Appeals court: Burial permits are illegal taxes

(Erik Jacobs for The Boston Globe)
Martin and Peter Silva in a 2006 photo at their funeral home in Fall River.
By Martin Finucane, Globe Staff
Death may be a certainty. But burial permit fees are not, the Massachusetts Appeals Court ruled today.
A Fall River funeral director has won another round in his battle to get cities and towns to eliminate the fees, which he says are actually taxes in disguise.
The Massachusetts Appeals Court ruled that the fees charged in Attleboro, New Bedford, and Taunton were improper taxes.
Paul F. Silva, a funeral director at Silva-Faria Funeral Homes, won a suit against Fall River in 2003.
But Martin A. Silva, Paul Silva's brother, said a previous ruling by the appeals court "allowed a little wiggle room and forced our having to take on some other cities and towns to get this thing declared an illegal tax once and for all."

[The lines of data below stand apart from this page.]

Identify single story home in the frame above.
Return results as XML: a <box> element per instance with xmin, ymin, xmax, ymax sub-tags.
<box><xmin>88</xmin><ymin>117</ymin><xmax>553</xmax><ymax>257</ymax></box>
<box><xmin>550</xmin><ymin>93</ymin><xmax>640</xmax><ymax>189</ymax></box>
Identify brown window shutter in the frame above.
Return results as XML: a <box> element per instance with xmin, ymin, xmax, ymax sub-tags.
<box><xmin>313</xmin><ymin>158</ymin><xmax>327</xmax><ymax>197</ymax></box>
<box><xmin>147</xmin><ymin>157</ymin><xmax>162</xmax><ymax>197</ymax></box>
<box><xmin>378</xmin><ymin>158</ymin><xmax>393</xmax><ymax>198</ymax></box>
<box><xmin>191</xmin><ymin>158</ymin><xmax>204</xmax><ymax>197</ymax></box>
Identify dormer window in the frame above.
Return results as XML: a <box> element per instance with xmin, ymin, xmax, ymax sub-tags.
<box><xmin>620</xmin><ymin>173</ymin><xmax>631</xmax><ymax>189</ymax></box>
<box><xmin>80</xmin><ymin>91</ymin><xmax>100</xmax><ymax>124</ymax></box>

Martin Silva, a funeral director at Silva-Faria who is also the attorney who represented his brother in the case, said he would now ask the attorney general to issue an edict abolishing the fees.

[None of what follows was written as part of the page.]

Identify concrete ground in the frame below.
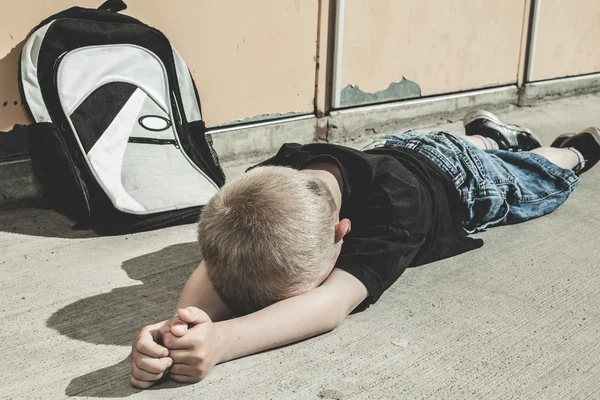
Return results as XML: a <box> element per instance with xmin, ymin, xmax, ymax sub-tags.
<box><xmin>0</xmin><ymin>95</ymin><xmax>600</xmax><ymax>399</ymax></box>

"There shouldn't be a fee any more going forward," he said. "This has been illegally exacted. It's just wrong."
The legal definition of a fee in Massachusetts includes three parts: First, it must be assessed for a service that benefits only the person paying the fee; second, the person paying must have the option to decline the service and avoid the charge; and third, the fee paid must compensate the city or town for the cost of providing the service.
A lower court judge ruled in favor of the defendants, saying that the burial permit fees were reasonable and covered expenses incurred in issuing the permits.
But the appeals court judge said that all three factors had to be considered.
"There is no question that the issuance of burial permits has a shared public benefit and that the services provided are involuntary in a way that is distinct from the typical regulatory fee. We think that the combined weight of these two factors overcomes the third factor in this case and the burial permit charges are not regulatory fees, but rather improper taxes," the court said in its ruling.
Robert Mangiaratti, the attorney for the city of Attleboro who argued the case, didn't immediately return a message seeking comment.
The attorney general's office didn't immediately have a comment.